An ARM security update for the Cortex A8, Cortex A9, and Cortex A15 processors issued late on Wednesday suggests that older Apple iOS-based devices may be impacted by the CPU bug — but they would have to be jailbroken, and running malware locally for the exploit to work.
ARM published developer documentation on Wednesday night talking about the trio of exploits, and they impacts ARM devices. CPUs by the company listed as affected include the Cortex A8, Cortex A9, and Cortex A15 processors — the cores of which are found in Apple's A4, A5, A5X, and A6 chips.
On Thursday, 9to5Mac first collated a list of devices impacted by the flaw based on the ARM document, they include the iPhone 4, iPhone 4S, iPhone 5, and iPhone 5C. Apple's iPads possible affected include the original iPad, iPad 2, third generation iPad, and first generation iPad mini. The second and third generation Apple TV also utilize the possibly affected processor, as do the fourth and fifth generation iPod Touch.

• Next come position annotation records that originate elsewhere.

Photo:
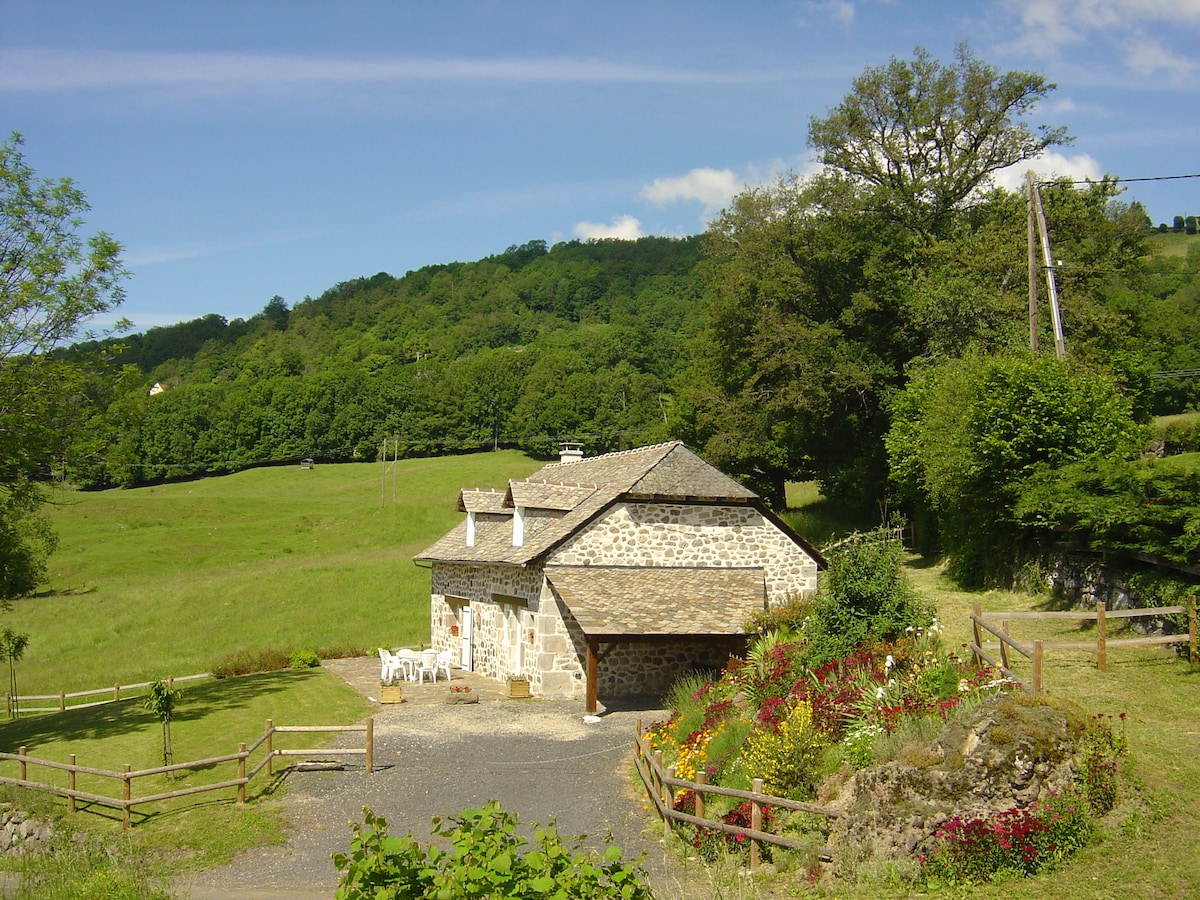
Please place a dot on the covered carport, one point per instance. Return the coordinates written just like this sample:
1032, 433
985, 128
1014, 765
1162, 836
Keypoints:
665, 616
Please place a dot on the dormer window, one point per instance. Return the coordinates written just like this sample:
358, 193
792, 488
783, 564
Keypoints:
519, 527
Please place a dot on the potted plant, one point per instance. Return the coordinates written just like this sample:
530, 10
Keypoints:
462, 694
516, 687
389, 690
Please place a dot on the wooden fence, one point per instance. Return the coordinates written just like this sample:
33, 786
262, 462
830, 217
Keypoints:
126, 777
61, 697
1102, 643
660, 784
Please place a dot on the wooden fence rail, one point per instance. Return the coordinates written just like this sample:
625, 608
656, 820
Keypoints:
1101, 615
18, 702
127, 775
660, 781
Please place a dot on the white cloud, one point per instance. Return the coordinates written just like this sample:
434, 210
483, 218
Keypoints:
36, 70
625, 228
713, 189
1048, 166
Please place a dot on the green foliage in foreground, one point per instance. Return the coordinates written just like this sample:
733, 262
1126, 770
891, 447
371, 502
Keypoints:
486, 858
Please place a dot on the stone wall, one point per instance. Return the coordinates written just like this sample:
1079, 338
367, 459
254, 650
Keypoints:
679, 534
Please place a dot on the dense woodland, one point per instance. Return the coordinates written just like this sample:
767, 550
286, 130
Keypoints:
865, 327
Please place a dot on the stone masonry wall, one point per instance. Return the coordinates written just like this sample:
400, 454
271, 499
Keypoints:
678, 534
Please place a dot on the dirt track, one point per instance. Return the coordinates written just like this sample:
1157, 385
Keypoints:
539, 759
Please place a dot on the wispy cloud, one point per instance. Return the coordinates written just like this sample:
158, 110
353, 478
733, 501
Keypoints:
142, 257
713, 189
52, 70
625, 228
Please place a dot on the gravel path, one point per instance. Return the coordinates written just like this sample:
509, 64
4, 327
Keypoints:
539, 759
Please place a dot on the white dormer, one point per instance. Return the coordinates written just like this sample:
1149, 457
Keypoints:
519, 526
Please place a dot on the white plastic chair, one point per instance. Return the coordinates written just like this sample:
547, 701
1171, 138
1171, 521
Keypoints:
408, 660
429, 663
389, 666
442, 665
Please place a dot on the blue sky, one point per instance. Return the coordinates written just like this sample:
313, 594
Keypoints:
240, 150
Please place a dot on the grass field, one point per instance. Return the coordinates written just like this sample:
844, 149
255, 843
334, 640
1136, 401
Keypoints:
168, 580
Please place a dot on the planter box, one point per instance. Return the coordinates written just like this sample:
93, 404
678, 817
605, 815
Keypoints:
389, 694
516, 690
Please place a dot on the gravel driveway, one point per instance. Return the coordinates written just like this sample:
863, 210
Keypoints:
539, 759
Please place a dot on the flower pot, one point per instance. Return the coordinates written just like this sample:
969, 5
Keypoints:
389, 694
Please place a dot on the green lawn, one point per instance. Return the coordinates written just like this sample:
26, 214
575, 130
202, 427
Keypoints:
168, 580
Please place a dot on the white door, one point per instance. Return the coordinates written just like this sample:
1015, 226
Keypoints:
466, 655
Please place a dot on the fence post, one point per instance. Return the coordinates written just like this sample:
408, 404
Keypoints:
370, 748
977, 613
126, 796
71, 783
1037, 666
755, 822
667, 792
1192, 629
241, 773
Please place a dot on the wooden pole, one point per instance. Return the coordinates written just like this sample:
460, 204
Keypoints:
1192, 629
241, 774
126, 795
755, 822
666, 797
592, 677
1032, 253
978, 631
369, 765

It is possible that Apple's implementation of the Cortex processor silicon isn't impacted by the bug, given how Apple requires kernel memory to be handled, or what Apple may have done to the processors for use in an iOS device. Apple has issued no statement on the attack as of yet, but is clearly aware of it, as it already patched most if not all of the avenues of attack in macOS for modern hardware in December.
Apple is not currently shipping any of the afflicted devices. None of the possibly afflicted devices are still supported by Apple, either for repairs at a Genius Bar, or in software.
Devices like the original iPad are stuck on iOS 5, with the more recent devices left behind on iOS 9. The curated and managed aspect of the Apple iOS App Store has probably precluded any attack on older iPhones and iPads, given the review process and the apparent lack of any attack in the wild utilizing the exploit. The Apple TV units that use the afflicted processors had no app store, so only jailbroken units would have any chance of being impacted.
Linux and Android devices using the afflicted processors may or may not get an update. ARM refers users of those devices to install mitigations, or to check with Google regarding patches.
7 Comments
My impressions re that:
1. the Spectre threat is theoretically a threat for any processor that uses out of order execution, which certainly includes Apple’s most recent chips.
2. the threat can be addressed by changing how the OS handles memory, but the fix can negatively affect performance
Hopefully Apple’s control over hardware and software will enable (or already has enabled) them to come up with a way to deal with this threat that doesn’t degrade performance.
Edit: I got #2 wrong. Meltdown can be addressed through the OS change, Spectre has no known fix.
Man, 2018 is only a few days old and it already sucks.
I'd imagine that antique desktop OS versions of Windows (XP, 8, Vista, and earlier.), Windows CE, and macOS (Leopard and earlier) are not going to be updated either. Believe it or not some of these operating systems are still in active use in semi-embedded applications like distributed process control (DCS) display terminals, human machine interfaces, industrial gateways, and even ATM machines. It's not unusual for some of these systems to be designed for 20-25 year lifetimes with very stringent control over updates. Some allow zero updates. The big caveat is that many of these systems are never directly connected to the internet.
In fact, when evaluating the security vulnerability of a system you must look at security protection as being layered and the most effective layer is often physical security. If the attacker cannot get on to the vulnerable system, physically, virtually, or through a communication link (in-band or out-of-band) then the vulnerability is mitigated to zero.
Though nobody likes to talk about it, there is also mitigation through lack of intent and numbers. Everyone in the pool of vulnerability always assumes that the attacker specifically intends to go after their personal system at near 100% probability. If there is a risk/reward profile to conduct the attack what's the chance that an attacker would target your Facebook password versus the login account information for a bank manager? But even with an intentional attacker the sheer number of potential targets reduces the probability of your system being targeted to a very small number. What's the chances of you being the penguin that gets chomped by the leopard seal when you are in a flock of a hundred million penguins?
iPad 1s can still be used to watch youtube.